Wednesday, September 7, 2022

The Changeling, by Victor LaValle

 I picked LaValle's book for our family book club. After reading Children of Cain, I had "changeling" on my mind. When I saw the author of The Ballad of Black Tom (one of my best reads from 2021) wrote a book about a changeling, I just had to read it.

Spoilers hence:

Since early in our marriage, I think when we started having kids, my wife has mentioned the changeling. I think she first learned of changelings from the Charlotte Mary Mew poem of the same name. I read it years ago when she pointed it out to me, but about 60% through LaValle's book, I had to read it again. Was this the influence for Maurice Sendak's Outside Over There? Possibly. (No, I'm not going to look it up.)
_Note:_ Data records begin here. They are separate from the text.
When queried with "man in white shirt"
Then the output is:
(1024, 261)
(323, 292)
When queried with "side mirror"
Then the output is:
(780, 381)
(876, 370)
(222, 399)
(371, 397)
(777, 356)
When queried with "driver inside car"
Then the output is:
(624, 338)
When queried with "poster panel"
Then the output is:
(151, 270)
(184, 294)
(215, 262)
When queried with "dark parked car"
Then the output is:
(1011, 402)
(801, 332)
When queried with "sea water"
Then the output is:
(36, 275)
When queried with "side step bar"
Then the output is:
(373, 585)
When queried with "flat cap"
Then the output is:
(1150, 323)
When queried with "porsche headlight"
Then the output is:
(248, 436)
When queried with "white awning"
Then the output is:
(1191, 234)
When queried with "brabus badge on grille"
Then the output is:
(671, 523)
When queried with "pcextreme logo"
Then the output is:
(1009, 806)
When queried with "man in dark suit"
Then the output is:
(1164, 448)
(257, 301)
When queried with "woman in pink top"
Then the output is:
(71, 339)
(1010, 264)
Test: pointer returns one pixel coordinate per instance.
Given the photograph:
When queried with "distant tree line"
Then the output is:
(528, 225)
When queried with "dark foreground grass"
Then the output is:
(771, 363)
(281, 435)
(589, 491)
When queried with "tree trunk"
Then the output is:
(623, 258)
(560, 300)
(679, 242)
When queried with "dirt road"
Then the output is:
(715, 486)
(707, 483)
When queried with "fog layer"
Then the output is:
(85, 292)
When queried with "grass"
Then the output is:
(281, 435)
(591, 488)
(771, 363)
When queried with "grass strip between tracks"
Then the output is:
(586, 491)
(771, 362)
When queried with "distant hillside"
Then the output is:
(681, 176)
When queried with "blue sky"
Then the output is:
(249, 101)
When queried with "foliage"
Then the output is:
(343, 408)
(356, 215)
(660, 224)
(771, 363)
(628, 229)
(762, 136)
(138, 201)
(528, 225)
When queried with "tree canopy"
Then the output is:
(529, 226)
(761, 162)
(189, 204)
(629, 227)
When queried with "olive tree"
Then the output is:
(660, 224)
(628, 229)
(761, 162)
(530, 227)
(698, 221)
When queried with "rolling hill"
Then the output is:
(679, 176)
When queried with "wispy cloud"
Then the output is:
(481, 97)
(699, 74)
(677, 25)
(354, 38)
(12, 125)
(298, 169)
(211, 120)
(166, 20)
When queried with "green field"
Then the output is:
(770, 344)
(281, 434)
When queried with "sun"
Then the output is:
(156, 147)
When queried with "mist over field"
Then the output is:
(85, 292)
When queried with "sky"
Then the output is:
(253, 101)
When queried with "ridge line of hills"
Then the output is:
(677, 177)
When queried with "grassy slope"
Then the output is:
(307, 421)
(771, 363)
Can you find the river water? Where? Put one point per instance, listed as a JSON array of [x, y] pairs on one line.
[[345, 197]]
What can I say here? Great story, only slight negative I have is the (tendency nowadays?) inclusion of "white folks are racist" themes. I am so tired of reading this in books. It ruined Rushdie's Quichotte for me so much that I quit reading it halfway, and it'll be a hard sell for me to read any other book by him. In this book, I dropped it one star due to this. I highlighted several areas in the book where the author's characters insisted that we're all racist. Sorry if you experienced that in your life, but it's not common. No, not even in the south.

But this book is more than that, thankfully. It is magical realism, just like his other book. This one takes the poem farther. And it doesn't hold back on the killin'. 

Spoilers, what they are, complete.

Well worth your time. I'm going to keep reading LaValle: he's creative and original. Two things I adore in an author.